Concerns that isolated pools would freeze also did not materialize.
“It hit freezing just for a short period of time right at daybreak, but nothing froze [completely] up there,” Duncan said. “So, I'm still hopeful that some of those dry areas maybe had some surface or subsurface flow and the gravels remained moist. We might still have some viable eggs there, but again, we definitely lost eggs, lost some fish. But there were some other important spawning areas that remained submerged and had running water.

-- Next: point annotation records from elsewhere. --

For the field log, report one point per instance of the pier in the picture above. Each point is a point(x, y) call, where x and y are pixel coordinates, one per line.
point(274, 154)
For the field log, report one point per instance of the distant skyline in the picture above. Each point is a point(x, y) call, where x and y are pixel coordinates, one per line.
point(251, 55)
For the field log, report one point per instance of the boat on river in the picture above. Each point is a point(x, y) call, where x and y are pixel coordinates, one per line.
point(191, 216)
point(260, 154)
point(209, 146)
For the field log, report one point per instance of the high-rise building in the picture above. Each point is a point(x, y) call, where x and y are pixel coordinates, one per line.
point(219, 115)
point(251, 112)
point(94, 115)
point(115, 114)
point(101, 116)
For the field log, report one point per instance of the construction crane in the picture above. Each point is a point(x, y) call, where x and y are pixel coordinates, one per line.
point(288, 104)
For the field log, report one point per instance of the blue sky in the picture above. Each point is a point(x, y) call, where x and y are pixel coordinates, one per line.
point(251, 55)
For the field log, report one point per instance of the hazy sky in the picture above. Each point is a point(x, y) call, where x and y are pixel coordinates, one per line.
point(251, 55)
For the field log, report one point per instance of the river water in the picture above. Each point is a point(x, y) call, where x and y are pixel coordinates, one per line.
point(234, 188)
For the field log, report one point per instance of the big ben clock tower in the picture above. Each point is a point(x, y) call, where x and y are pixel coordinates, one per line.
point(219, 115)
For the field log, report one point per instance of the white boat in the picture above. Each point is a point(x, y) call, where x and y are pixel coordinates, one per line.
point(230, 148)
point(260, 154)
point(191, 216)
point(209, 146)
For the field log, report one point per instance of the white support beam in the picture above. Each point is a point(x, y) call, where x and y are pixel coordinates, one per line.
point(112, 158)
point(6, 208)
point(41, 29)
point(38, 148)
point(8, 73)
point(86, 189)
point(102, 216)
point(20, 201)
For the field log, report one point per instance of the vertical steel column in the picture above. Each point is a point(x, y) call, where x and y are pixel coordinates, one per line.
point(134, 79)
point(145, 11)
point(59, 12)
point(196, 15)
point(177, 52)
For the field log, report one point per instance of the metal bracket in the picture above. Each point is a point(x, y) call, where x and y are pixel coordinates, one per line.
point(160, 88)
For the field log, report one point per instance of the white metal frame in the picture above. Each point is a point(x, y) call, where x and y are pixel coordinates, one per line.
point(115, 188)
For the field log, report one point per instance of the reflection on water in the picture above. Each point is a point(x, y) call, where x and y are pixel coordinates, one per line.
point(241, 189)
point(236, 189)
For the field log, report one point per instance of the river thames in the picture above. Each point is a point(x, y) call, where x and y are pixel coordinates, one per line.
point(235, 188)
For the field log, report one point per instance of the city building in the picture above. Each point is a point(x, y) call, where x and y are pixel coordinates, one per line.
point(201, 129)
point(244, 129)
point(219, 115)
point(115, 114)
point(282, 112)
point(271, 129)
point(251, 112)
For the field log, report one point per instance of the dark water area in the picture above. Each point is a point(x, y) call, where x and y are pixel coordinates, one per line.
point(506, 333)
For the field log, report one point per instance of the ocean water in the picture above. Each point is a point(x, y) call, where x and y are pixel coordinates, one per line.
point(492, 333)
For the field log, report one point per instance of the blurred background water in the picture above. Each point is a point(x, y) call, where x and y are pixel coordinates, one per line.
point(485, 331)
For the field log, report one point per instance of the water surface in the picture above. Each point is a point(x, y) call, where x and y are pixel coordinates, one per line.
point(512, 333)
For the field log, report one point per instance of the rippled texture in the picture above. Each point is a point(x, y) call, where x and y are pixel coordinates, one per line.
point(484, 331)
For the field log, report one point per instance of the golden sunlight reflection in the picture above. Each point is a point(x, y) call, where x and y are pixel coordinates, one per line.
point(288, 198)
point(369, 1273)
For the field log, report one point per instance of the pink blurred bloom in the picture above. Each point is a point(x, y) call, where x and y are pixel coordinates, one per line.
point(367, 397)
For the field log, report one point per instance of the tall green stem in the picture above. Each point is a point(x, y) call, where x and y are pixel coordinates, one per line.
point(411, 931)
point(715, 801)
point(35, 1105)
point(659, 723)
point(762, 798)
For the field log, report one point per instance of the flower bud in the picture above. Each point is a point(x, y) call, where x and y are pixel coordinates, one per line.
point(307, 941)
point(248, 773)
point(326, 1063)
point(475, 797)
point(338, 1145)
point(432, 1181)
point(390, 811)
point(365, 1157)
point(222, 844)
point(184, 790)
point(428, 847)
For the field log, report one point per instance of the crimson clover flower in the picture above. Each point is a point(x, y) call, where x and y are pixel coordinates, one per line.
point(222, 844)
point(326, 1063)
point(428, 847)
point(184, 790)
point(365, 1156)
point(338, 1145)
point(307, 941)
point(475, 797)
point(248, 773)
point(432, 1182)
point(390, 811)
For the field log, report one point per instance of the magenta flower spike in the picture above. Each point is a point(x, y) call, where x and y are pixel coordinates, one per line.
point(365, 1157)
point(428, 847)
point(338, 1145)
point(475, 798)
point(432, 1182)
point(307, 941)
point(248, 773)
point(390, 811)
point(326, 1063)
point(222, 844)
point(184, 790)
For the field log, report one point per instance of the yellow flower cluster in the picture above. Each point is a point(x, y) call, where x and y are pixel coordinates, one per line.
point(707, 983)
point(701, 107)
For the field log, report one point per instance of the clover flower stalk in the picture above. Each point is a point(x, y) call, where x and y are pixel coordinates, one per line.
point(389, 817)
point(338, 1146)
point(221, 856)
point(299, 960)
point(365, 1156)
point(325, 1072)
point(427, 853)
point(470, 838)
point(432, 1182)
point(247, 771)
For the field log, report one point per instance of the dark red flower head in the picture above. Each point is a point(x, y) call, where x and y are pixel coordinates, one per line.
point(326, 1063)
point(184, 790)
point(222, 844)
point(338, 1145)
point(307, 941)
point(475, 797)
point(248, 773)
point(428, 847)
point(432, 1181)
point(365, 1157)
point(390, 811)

“I'm hopeful we're not going to see substantial population-level effects,” he continued. “But it's hard to tell at this point, and we didn't see that many dead fish. And I don't know whether that was because a lot of people were out on Tuesday and had either moved fish or birds picked them up.”
Duncan said that more information and mitigation plans are forthcoming: “We'll visit with Northwestern once the dust settles and see what went wrong. As far as the dam goes, the communication, the time it took for people to realize what had happened. Then we'll look at the guts of the dam and are there backup systems that should be put in place if a coupling like this breaks on the shaft, if there's something that can prevent the gate from shutting like it did or even further.”
He added that those discussions are also happening in regard to many other dams across the state. This opened people’s eyes to what can happen.
Duncan said his agency initially asked volunteers to stay out of the river immediately below the dam for safety and to protect trout nests, thinking that Northwestern would be able to quickly rectify the situation. When that didn’t appear likely, they changed their message and called for all hands on deck. He was surprised by the turnout.
“We, especially me, are super appreciative of the number of folks that showed up yesterday,” Duncan said. “When I saw it posted on Instagram, I knew immediately it was going to snowball into more of an effort than I had anticipated. You had guides out there and random anglers. I had the conservation districts and ranchers helping put water back in the river. We had irrigators cutting off ditches. The one nice thing that came out of this was to see everybody come together, put whatever differences we have aside and work together—and be super respectful yesterday with Northwestern and FWP staff.”
Galloup echoed that praise: “I had a guy call from California and say I can be there in 13 hours. I got called from a customer in South Dakota and he says I can be there in nine hours if I haul ass right now. We had guys from Missoula, Livingston, Dillon, Idaho Falls, one guy came up from Salt Lake. And that's just guys that I happened to talk to.
“We might've done more damage than good with this stomping around in the beds,” he concluded. “But holy shit dude, we had 200 people who gave a damn and showed up here and there's going to be a voice for this river now. When people get involved once, they're involved.”